Ich bezweifle, dass das EVU dieses Verbot erfolgreich wird durchsetzen können.:s3:

@Solaris:  Kannst Du auch etwas über die Begründung eines solchen Verbots sagen?


----------



## Solaris (29 März 2009)

OHGN schrieb:


> @Solaris:  Kannst Du auch etwas über die Begründung eines solchen Verbots sagen?

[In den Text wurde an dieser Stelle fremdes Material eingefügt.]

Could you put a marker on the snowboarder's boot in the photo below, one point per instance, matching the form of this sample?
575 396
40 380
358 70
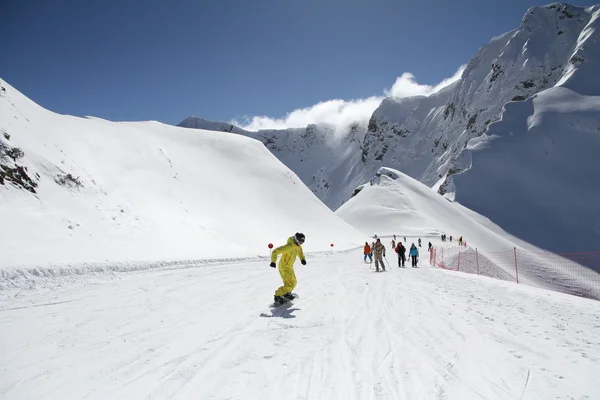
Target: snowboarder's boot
288 296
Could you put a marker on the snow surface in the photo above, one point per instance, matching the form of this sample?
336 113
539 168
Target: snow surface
400 205
209 333
146 192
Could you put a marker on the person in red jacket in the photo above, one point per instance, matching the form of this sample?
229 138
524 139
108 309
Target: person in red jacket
401 250
368 253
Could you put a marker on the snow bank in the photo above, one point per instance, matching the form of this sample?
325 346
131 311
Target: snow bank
398 204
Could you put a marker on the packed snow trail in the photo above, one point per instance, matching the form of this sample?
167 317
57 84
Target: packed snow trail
210 333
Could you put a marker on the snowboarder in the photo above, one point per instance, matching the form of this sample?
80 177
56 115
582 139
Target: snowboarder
414 255
288 252
401 250
379 252
368 253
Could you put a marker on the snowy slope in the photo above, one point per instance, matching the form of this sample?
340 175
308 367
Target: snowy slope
353 334
327 159
548 48
539 160
89 190
397 204
425 136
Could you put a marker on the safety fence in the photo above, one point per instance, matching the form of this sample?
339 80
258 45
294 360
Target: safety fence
573 273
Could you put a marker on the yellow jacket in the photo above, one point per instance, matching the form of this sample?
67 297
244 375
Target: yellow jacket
288 252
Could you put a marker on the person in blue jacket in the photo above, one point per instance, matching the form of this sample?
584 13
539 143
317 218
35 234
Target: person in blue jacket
414 255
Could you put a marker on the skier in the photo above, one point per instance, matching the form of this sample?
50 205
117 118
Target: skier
379 252
401 250
414 254
368 253
288 252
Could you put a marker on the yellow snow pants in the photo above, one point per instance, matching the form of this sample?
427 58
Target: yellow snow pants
289 279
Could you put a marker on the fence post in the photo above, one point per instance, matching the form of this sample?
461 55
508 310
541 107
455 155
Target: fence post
443 265
516 268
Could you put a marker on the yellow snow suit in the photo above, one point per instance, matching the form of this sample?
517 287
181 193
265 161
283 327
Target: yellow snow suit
288 252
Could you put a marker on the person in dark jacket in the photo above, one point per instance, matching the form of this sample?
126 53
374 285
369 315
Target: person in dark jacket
401 250
414 255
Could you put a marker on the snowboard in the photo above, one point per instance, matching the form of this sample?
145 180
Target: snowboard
277 304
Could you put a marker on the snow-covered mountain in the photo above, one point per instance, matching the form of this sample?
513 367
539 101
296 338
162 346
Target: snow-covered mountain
326 158
398 204
425 143
89 190
426 137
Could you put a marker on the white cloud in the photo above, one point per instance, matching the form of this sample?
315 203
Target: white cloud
406 85
342 113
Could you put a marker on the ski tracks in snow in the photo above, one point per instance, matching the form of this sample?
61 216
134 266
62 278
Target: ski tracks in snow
209 333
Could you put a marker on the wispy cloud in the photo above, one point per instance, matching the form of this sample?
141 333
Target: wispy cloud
342 113
406 85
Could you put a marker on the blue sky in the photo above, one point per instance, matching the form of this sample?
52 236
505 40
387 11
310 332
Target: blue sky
222 60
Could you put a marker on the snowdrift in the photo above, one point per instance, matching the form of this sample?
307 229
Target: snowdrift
88 190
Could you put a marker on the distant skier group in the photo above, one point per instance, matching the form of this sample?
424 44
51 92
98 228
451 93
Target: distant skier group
377 249
445 238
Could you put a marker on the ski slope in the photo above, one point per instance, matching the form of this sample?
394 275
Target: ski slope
209 333
112 192
398 204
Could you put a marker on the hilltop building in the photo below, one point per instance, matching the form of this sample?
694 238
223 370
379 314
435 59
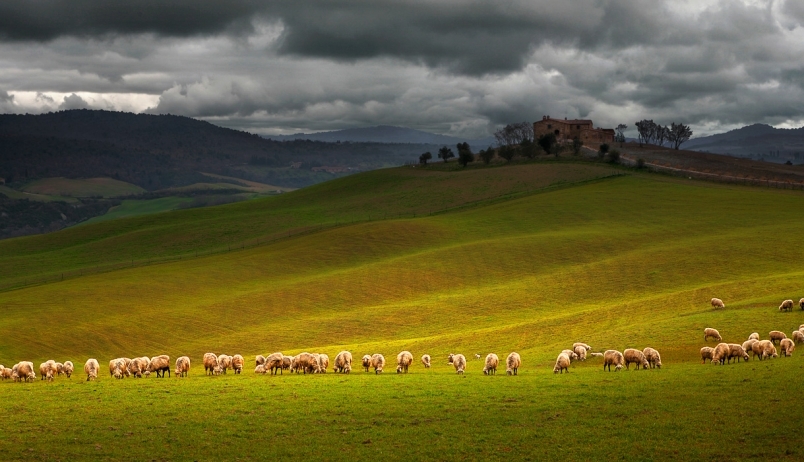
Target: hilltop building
572 128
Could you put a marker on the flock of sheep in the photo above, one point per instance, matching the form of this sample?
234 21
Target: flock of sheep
723 353
647 358
317 363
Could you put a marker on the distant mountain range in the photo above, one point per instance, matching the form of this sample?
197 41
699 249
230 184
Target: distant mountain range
386 134
758 141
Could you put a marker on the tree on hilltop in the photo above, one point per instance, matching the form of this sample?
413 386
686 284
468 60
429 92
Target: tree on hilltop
445 153
678 134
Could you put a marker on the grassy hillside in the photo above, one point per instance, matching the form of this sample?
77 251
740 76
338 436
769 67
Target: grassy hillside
626 261
85 187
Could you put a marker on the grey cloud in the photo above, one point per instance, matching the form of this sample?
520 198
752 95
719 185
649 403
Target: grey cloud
73 102
48 19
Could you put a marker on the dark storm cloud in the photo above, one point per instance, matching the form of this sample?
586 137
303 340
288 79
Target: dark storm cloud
44 20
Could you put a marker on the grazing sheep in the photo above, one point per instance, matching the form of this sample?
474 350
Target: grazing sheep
237 363
580 351
159 364
91 368
182 366
68 368
737 351
748 345
459 363
426 361
709 332
787 346
47 367
403 361
224 363
343 362
707 353
571 354
306 362
764 349
23 371
323 364
653 357
492 361
579 344
210 363
512 363
273 363
377 362
721 353
632 355
776 336
562 363
138 366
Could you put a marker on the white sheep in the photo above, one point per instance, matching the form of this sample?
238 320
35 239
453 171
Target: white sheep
490 367
378 363
706 353
343 362
91 368
709 332
737 351
776 336
237 363
632 355
182 366
403 361
787 346
721 353
426 361
613 358
562 363
653 357
458 362
512 363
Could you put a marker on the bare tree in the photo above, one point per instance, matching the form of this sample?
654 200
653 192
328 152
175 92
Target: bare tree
678 134
620 137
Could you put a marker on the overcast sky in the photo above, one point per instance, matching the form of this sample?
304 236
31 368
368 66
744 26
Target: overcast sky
457 67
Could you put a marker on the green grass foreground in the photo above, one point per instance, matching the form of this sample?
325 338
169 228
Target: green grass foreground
526 258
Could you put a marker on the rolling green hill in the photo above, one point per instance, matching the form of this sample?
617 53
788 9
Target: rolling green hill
526 258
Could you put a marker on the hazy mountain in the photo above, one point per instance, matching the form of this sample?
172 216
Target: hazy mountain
160 151
387 134
757 141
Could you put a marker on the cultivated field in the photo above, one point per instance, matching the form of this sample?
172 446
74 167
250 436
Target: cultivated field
526 258
88 187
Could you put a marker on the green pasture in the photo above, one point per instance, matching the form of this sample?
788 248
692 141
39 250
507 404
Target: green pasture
527 258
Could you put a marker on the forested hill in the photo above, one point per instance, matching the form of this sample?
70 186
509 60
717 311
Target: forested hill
160 151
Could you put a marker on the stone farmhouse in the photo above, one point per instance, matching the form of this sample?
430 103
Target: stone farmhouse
568 129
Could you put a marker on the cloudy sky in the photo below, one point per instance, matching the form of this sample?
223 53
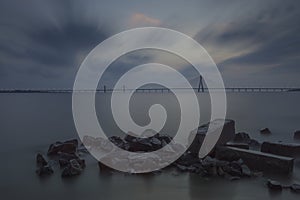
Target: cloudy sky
254 43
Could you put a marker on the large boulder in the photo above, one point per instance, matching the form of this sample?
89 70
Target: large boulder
44 170
40 160
274 185
63 147
265 131
73 169
283 149
297 135
227 134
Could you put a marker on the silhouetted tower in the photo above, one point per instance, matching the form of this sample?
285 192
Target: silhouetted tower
200 86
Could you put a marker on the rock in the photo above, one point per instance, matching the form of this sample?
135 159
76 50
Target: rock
242 138
246 171
265 131
73 169
44 170
40 160
187 159
227 134
274 185
63 162
72 141
254 143
295 188
88 140
283 149
238 145
68 156
232 178
65 147
257 160
297 135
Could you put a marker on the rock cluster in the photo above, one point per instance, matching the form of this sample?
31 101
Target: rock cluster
233 157
63 154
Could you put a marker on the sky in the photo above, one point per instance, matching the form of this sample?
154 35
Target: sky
254 43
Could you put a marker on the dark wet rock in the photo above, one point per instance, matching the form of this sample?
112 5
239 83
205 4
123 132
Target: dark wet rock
196 137
295 188
64 147
254 143
233 169
256 160
88 140
274 185
72 141
246 171
63 162
187 159
73 169
165 139
232 178
297 135
40 160
68 156
283 149
104 168
44 170
265 131
238 145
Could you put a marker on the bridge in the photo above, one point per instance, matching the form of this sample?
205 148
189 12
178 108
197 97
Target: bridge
158 90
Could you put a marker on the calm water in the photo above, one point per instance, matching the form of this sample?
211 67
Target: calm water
30 122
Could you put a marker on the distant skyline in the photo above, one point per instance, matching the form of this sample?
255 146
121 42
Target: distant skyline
254 43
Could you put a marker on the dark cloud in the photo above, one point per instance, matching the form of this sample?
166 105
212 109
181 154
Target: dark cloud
43 42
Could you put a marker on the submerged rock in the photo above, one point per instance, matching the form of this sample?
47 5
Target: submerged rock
242 138
73 169
297 135
295 188
40 160
283 149
274 185
265 131
63 147
44 170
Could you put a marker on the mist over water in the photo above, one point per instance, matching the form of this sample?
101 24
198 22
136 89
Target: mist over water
30 122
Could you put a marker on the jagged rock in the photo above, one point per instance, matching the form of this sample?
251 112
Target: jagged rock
40 160
68 156
283 149
196 137
265 131
232 178
297 135
246 171
63 147
274 185
44 170
187 159
254 143
73 169
65 162
242 138
88 140
238 145
295 188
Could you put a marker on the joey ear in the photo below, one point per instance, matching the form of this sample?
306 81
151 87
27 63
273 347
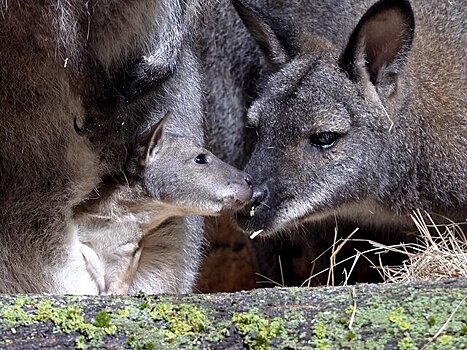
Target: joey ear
269 39
152 138
379 45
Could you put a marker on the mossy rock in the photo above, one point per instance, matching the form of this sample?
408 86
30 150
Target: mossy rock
399 316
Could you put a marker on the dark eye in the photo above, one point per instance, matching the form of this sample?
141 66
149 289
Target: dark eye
201 159
324 140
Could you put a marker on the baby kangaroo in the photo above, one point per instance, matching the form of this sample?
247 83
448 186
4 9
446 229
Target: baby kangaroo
134 239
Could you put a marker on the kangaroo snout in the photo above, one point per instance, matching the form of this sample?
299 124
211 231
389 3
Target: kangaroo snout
259 196
242 191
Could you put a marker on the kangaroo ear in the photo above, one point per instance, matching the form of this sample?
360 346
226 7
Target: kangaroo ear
152 138
266 34
379 46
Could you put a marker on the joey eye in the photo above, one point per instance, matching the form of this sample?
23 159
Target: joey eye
201 159
324 140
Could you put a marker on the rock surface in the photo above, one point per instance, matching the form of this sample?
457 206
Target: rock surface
406 316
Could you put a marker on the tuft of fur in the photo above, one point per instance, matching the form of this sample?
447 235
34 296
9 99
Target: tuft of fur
364 114
58 72
138 237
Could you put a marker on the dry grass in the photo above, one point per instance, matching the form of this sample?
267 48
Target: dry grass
440 253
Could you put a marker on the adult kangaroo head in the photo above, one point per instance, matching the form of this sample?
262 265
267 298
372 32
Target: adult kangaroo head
341 128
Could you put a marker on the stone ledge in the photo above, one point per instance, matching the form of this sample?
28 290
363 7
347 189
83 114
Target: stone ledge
405 316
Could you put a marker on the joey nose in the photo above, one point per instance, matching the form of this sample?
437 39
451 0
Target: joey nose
260 193
248 180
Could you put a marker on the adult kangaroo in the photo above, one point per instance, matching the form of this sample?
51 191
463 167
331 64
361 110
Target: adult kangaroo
364 115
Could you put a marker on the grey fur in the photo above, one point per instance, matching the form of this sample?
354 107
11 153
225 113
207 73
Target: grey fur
60 62
136 239
402 120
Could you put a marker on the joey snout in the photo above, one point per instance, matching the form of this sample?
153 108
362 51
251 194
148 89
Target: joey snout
239 192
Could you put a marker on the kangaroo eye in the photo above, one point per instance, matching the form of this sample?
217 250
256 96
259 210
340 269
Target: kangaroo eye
324 140
201 159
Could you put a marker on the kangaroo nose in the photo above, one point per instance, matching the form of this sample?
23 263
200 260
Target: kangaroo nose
260 193
248 180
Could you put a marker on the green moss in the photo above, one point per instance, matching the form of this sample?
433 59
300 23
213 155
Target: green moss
15 315
299 319
182 319
406 344
399 318
257 331
393 326
320 333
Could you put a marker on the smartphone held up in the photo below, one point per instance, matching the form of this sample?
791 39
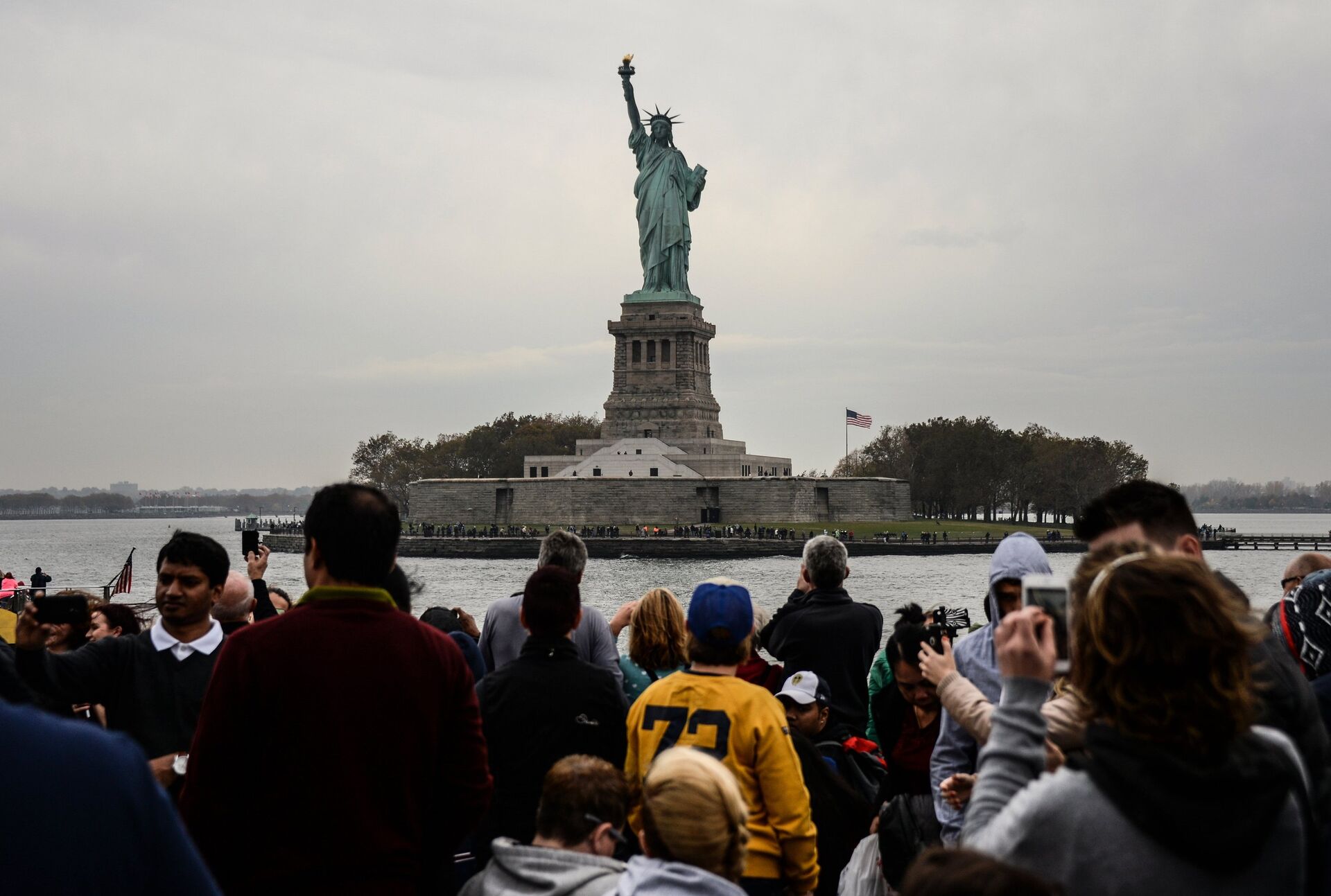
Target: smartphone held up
1049 592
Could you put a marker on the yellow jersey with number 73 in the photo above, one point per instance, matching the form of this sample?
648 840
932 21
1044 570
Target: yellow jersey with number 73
743 726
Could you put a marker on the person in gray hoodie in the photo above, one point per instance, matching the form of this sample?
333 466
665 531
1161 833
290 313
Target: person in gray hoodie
694 834
956 751
1178 793
583 809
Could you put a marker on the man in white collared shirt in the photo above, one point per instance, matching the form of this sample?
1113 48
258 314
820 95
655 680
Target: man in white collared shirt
153 683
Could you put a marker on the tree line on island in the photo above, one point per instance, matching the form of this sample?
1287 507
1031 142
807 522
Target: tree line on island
971 469
957 468
487 452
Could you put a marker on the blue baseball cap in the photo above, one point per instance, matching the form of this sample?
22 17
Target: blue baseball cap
720 615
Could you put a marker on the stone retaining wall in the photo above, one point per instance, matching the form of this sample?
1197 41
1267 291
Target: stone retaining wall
604 501
662 547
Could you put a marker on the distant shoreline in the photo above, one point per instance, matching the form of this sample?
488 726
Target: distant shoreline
139 516
1260 513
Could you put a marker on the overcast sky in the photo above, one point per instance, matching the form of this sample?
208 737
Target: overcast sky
237 238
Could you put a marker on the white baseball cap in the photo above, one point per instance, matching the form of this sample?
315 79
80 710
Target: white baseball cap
806 687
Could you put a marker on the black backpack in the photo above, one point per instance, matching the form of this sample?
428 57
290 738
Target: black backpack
860 763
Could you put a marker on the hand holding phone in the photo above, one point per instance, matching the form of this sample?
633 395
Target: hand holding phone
1049 592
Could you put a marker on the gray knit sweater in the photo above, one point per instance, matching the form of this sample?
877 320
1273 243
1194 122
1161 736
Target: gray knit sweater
1064 828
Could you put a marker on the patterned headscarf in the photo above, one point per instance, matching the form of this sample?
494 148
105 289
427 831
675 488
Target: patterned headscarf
1305 624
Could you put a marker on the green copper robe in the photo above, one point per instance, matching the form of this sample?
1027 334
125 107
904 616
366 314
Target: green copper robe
667 191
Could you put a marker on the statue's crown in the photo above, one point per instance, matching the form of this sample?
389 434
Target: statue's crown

hydraulische Durchlauferhitzer regeln die Zu- und Abschaltung der drei Heizkreise *hydraulisch* über einen Druckschalter mit normalen Schaltkontakten, also ohne Nullspannungsschalter und auch mit stufenweiser Zuschaltung der Phasen(wenig Wasserdruck eine Phase, mittlerer Druck zwei Phasen usw.). Dadurch wird eine stark unterschiedliche Phasenbelastung hervorgerufen. Bei einer elektronischen Regelung wird die Belastung der Phasen aufgeteilt und es wird außerdem im Nulldurchgang geschaltet. Ich hoffe ich habe das verständlich beschrieben. Die EVU's sind aber an einer möglichst gleichmäßigen Phasenbelastung interessiert, das kann ich als Stromkunde auch verstehen, ich möchte ja auch möglichst gleiche Spannungen auf den Phasen vorfinden.


----------



## OHGN (29 März 2009)

Klingt einleuchtend....

Aber solange die hydraulischen Dinger  noch im Handel erhältlich  sind, wird  sich das EVU  vermutlich auf den  Kopf stellen können.


----------



## Solaris (29 März 2009)

@OHGN

ja genau, aber da sollte dann der gesunde Menschenverstand des Händlers und des Elektrikers mitspielen.


----------



## maxi (30 März 2009)

Hermann schrieb:


> @ mods/admin
> eröffnet doch mal ne kategorie haushaltsgeräte


 
Ja, in Unterkategorie: Weisse Wahre


----------



## Solaris (30 März 2009)

maxi schrieb:


> Ja, in Unterkategorie: Weisse Wahre



Und eine Kategorie Rechtschreibung*ROFL*


----------



## nade (30 März 2009)

Also bei dem EVU "Verbot" bezieht es sich auf den Anshlusswert des Gerätes. In vielen Regionen sind die Trafos in ihrem Grenzbereich, weswegen allein eine Erweiterung um Nachtspeicherheizung nicht möglich ist, und da JA ein DLH 21KW bzw auch 24KW har, ist eben dies nichtmehr überall Installierbar.
Die Hydraulischen wurden unter anderem Verbannt, weil sie eben die hier genannten 3KW Leistungsdifferenz zu den Elektronischen haben.
Zudem ist mir bisher nch kein DLH untergekommen, der als Hydraulischer 3 Schaltschwellen hatte, neben eben der "AUS" Stellung.
Auch sind die HEizwicklungen im 3Eck geschlatet, was bei Stufe 1 bedeutet, 1 Wicklung 400V und die anderen 2 Wicklungen in Reihe, also je Wicklung 230V.
In der Tat eine Schieflast, da eine Phase bei weniger Druckunterschied garnicht Belastet ist...
Auch Bedarf es nicht einem "Ökoduschkopf" es kann ebenso schon Ausreichen, das durch Ablagerungen das Sieb vor dem DLH den Druck minimiert. Folge, das "Mißtding" wird nichtmehr richtig warm/heiß...


----------